PURPOSE: To analyze the effects of hyperbaric oxygen therapy on liver function in rats previously subjected to ischemia and reperfusion. METHODS: A randomly distribution of 23 Wistar rats was conducted into three groups: SHAM, animals subjected to surgical stress without restricting blood flow by clamping the hepatic pedicle, IR, rats underwent hepatic vascular occlusion intermittently for two complete cycles of 15 minutes of ischemia followed by 5 min of reperfusion, IR / HBO, rats underwent hepatic pedicle clamping and thereafter exposed to hyperbaric oxygen pressure of 2 absolute atmospheres for 60 minutes. We evaluated liver function through mitochondrial function, determined by the stages 3 and 4 of respiration, respiratory control ratio (RCR) and mitochondrial permeability transition (Swelling). Serum alanine aminotransferase (ALT) and aspartate aminotransferase (AST) were also quantified . We analyzed the results using the Mann-Whitney test and were considered significant all results with p <0.05. RESULTS: There were significant differences between the results of stage 3 in SHAM vs IR group ; of the stage 4 in the groups IR vs SHAM and SHAM vs IR /HBO; of the Respiratory Control Ratio (RCR) in the group IR vs IR / HBO ; of alanine aminotransferase in the groups IR vs SHAM , SHAM vs IR/HBO and IR vs IR / HBO; aspartate aminotransferase in the groups SHAM vs IR and SHAM vs IR / HBO. CONCLUSION: The whole analysis of the mitochondrial function indicators permits us to conclude that the hyperbaric oxygen therapy acted as a protective agent of the mitochondrial function, minimizing the ischemia-reperfusion injury of the hepatic parenchyma.

Effects of hyperbaric oxygen (HBO), as pre-conditioning in liver of rats submitted to periodic liver ischemia/reperfusion.

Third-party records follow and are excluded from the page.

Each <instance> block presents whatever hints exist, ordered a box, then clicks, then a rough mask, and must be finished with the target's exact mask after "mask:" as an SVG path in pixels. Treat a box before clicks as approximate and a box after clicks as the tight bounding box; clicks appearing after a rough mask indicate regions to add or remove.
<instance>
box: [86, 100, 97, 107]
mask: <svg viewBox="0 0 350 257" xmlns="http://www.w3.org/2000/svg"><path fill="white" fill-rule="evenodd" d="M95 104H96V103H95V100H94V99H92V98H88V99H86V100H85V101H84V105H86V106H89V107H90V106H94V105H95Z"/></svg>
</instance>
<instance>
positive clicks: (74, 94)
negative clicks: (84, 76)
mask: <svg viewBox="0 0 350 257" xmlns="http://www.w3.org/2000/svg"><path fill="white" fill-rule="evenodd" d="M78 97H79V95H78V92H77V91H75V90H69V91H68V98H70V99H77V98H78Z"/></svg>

PURPOSE: to assess the effect of hyperbaric oxygen (HBO) as pre-conditioning on periodic liver ischemia/reperfusion injury. METHODS: Thirty-six male Wistar rats were divided into 4 groups (SHAM, I/R , HBO-I/R and CONTROL). The surgical technique consisted of total clamping of the hepatic pedicle for 15 min followed by twice repeated reperfusion for 5 min (unclamping). HBO was applied in a collective chamber (simultaneous exposure of 4 rats) directly pressurized with oxygen at 2 ATA for 60 min. Hepatic mitochondrial function was determined using samples of the median lobe obtained after exactly 5 min of reperfusion for the analysis of mitochondrial respiration based on the determination of states 3 and 4, the respiratory control ratio and the transition of mitochondrial permeability (mitochondrial swelling).Data were analyzed by the Mann-Whitney test and the level of significance was set at p < 0.05. RESULTS: There was a statistically significant difference (p < 0.05) in state 3 between the CONTROL and I/R and HBO-I/R groups, in state 4 between the CONTROL and I/R and HBO-I/R groups; in respiratory control ratio (RCR) between the CONTROL and I/R and HBO-I/R groups and between the CONTROL and Sham groups, and in mitochondrial swelling between the CONTROL and I/R and HBO-/R groups and between the Sham and I/R and HBO-I/R groups. CONCLUSION: In this process of periodic ischemia and reperfusion, hyperbaric pre-conditioning did not improve significantly hepatic mitochondrial function.